Experts note that the pandemic has sparked a demand for such ingredients as vitamin C and probiotics to promote immunity and digestive health, respectively.
In its December 2019 “Juice in the US” report, Chicago-based Euromonitor International states that unlike other health trends, interest in digestive health has consistently grown as evidenced by increased sales of brands that offer added probiotics.
“Good Belly has been a standout brand within nectars and demonstrates the potential for juices which promote gut health,” the report states. “Long-declining juice drinks saw growth in value sales in 2019 thanks to the notable performance of the Bai brand.”
The importance of a healthy immune system is top-of-mind for most consumers, renewing interest in a familiar functional ingredient: vitamin C, states Mintel’s June 2020 Juice and Juice Drinks report.
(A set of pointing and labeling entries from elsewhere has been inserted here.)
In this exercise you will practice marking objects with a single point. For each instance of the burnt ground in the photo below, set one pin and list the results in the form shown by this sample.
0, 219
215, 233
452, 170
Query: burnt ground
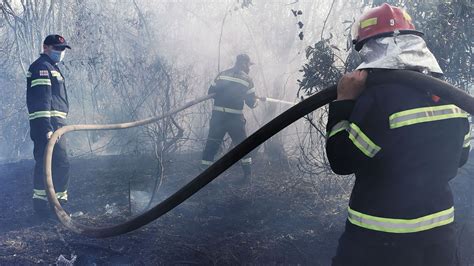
277, 219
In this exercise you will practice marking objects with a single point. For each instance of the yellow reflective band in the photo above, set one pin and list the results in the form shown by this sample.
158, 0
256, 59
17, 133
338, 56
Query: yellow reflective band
204, 162
246, 161
227, 110
361, 141
339, 127
368, 22
40, 114
390, 225
38, 82
467, 140
39, 194
237, 80
425, 114
406, 15
56, 74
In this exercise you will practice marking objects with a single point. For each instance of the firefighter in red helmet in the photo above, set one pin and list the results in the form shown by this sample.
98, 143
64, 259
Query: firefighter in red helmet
403, 146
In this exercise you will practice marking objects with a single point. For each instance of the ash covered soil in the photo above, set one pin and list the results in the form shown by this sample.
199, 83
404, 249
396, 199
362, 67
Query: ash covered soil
279, 218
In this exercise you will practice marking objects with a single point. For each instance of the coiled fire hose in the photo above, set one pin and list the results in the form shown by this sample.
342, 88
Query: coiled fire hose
410, 78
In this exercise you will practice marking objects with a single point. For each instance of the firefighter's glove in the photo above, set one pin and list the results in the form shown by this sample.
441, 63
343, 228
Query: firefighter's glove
351, 85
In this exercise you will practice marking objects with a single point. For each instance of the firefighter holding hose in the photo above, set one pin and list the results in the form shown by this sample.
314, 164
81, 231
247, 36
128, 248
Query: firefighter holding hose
48, 107
402, 144
232, 88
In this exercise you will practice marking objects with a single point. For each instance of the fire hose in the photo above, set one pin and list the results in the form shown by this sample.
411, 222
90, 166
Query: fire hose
409, 78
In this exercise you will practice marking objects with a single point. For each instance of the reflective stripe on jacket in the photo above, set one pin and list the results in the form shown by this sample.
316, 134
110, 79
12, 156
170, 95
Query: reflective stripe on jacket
403, 148
233, 88
46, 97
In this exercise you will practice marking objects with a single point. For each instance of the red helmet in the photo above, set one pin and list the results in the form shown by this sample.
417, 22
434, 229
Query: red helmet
382, 21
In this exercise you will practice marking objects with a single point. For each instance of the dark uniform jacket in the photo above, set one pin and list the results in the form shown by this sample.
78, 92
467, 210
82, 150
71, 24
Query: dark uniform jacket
46, 97
232, 88
403, 146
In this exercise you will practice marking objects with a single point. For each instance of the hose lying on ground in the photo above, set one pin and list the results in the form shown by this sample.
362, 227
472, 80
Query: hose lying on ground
310, 104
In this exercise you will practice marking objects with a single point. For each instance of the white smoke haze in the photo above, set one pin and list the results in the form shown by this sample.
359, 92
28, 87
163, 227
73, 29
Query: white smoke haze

“As a result, demand for orange/citrus juice has skyrocketed, driving the category’s unprecedented growth. Industry giants (e.g., Tropicana, Minute Maid) and lesser-known brands (e.g., Uncle Matt’s Organics, Natalie’s Orchid Island) have both seen increased year-over-year sales,” the report states. “Consumers’ standing investment in wellness will make immunity claims a priority in the longer term. However, brands will need to address the pre-pandemic concerns that plagued the juice category (e.g., high sugar content, limited functional benefits) to maintain growth once hype surrounding the virus subsides.”
To compete with the growing list of niche better-for-you beverages such as still and sparkling waters, and nutritional drinks, juice brands will need to deliver on consumers’ definition of “healthy” in 2021, including the addition of premium added-value claims.
WTRMLN WTR, a brand of Caribe Juice Inc., released new functional blends that are made with watermelon juice, which is a source of natural hydration, and new functional ingredients, such as superfruit acerola juice, sea salt, turmeric, cayenne, hibiscus, ginger juice and tart cherry. Available in four varieties ― Hydration, Recover, Immunity and Antioxidant ― the functional watermelon blends contain 320 mg of electrolytes, 300 percent of the recommended daily amount of vitamin C and six times more potassium than traditional sports drinks, the company says.
Although the juice and juice drinks category is reinventing much of its offerings, experts still remain cautious about its performance in the long term.
“We believe once the impact of the pandemic has subsided, sales are likely to be softer and the category may see declines once again,” Hemphill said in the January eMagazine.